On Wednesday, Sens. Richard Blumenthal (D-Conn.) and Ed Markey (D-Mass.) wrote to Commerce Committee Chairman Roger Wicker (R-Miss.) asking that the panel “exercise its oversight authority of maritime transportation issues to investigate disturbing reports regarding the Carnival Corporation & PLC’s handling of COVID-19 outbreaks aboard its vessels.”
“We have serious concerns about any effort to resume cruise ship operations prematurely – without robust oversight to insure the health and safety of passengers and crew,” the senators wrote, calling Carnival’s statement on resumption of operations “particularly concerning given the cruise line industry’s problematic track record of managing, containing, and responding to the current pandemic.”
The Centers for Disease Control and Prevention’s no-sail order for cruise ships was extended to April 15 and will expire on July 24, but could be lifted earlier if Health and Human Services takes the unlikely step of declaring that COVID-19 is no longer a public health emergency.
“Outbreaks of infectious diseases can happen on cruise ships because people spend time close together and with travelers from many countries. Disease can spread between ships when crew members from a ship with an outbreak transfer to other ships,” CDC said. “Infected people may also travel on cruise ships between countries. For these reasons, outbreaks of COVID-19 on cruise ships pose a risk for rapid spread of disease beyond the voyage and into communities across the globe.”

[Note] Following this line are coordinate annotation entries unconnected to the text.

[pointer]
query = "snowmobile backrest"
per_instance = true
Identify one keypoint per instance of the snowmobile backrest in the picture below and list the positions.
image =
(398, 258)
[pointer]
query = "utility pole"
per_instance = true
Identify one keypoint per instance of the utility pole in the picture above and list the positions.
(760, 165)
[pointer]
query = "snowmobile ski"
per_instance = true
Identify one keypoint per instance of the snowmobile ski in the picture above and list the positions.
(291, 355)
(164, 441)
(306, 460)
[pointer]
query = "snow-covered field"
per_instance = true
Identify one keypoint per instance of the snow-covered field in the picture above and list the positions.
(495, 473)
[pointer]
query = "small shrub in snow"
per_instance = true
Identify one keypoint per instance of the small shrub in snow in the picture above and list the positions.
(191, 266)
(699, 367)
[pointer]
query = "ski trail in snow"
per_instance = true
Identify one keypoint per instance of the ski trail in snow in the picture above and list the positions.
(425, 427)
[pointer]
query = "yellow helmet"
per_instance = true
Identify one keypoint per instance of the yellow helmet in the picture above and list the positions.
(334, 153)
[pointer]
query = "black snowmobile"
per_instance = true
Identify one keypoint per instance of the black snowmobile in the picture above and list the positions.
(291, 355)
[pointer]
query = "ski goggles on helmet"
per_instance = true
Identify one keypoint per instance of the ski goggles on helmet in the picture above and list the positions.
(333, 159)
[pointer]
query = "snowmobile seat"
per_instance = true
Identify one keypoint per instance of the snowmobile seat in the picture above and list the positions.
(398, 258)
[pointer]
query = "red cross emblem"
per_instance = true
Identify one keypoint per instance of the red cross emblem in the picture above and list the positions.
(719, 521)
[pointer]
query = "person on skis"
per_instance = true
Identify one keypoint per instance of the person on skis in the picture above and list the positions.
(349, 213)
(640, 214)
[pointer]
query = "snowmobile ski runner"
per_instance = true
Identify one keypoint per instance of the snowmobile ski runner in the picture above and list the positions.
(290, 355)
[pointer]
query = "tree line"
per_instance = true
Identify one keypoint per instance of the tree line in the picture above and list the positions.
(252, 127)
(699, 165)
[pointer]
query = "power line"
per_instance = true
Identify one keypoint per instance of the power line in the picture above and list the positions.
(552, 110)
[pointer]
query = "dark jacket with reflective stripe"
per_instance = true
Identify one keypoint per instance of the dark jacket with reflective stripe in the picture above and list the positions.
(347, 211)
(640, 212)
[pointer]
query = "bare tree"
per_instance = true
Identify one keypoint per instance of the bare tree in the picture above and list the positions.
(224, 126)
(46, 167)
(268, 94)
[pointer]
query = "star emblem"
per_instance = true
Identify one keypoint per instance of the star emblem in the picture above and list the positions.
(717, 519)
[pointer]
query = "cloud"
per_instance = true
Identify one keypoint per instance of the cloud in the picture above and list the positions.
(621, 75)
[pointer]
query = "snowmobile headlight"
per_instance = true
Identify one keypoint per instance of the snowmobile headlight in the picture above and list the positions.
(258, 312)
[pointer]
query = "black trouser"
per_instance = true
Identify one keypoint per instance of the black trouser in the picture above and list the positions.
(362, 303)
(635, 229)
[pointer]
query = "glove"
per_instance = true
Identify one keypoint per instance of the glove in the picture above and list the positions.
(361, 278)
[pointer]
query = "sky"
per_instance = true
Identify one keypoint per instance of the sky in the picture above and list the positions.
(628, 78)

The order applies to all commercial passenger vessels in U.S. waters “with the capacity to carry more than 250 people and where an overnight stay onboard by passengers or crew is anticipated.”
Blumenthal and Markey cited reports that at least 39 deaths and more than 1,500 COVID-19 infections have been confirmed in connection with Carnival cruises. “Even now, as cruise ship passengers have returned home, nearly 80,000 crew members remain stranded on about 100 cruise ships in or near U.S. ports,” they wrote, adding that the cruise line continuing voyages after the pandemic had become a threat was “at best sheer incompetence and at worst corporate negligence” that deserves Senate scrutiny.
“We ask that the Committee’s investigation is broad and comprehensive as the situation continues to evolve,” they said, asking that hearings be held with leaders of the cruise line industry and public health experts.
Holland America Line announced Wednesday that it has canceled all Alaska, Europe and Canada/New England cruises for the year.
“As we continue to navigate through these unprecedented and challenging times, the best decision right now is to extend our pause in cruise operations into the fall,” said Orlando Ashford, president of Holland America Line. “While this is very disappointing and we never want to let our guests down, as soon as it makes sense we will be back cruising again, giving our guests the memorable travel experiences they continue to dream about.”
Royal Caribbean announced in mid-April that it was expecting to return to service June 12. This week, the family of a crew member who worked in housekeeping on Symphony of the Seas and died after testing positive for COVID-19 filed a wrongful death lawsuit against the company, arguing that the cruise line failed to take protective measures to keep crew members from contracting the virus.
Princess Cruises announced Wednesday that it is canceling cruises through the end of the summer season “due to reduced air flight availability, the closure of cruise ports in regions around the world and other factors impacting international travel.”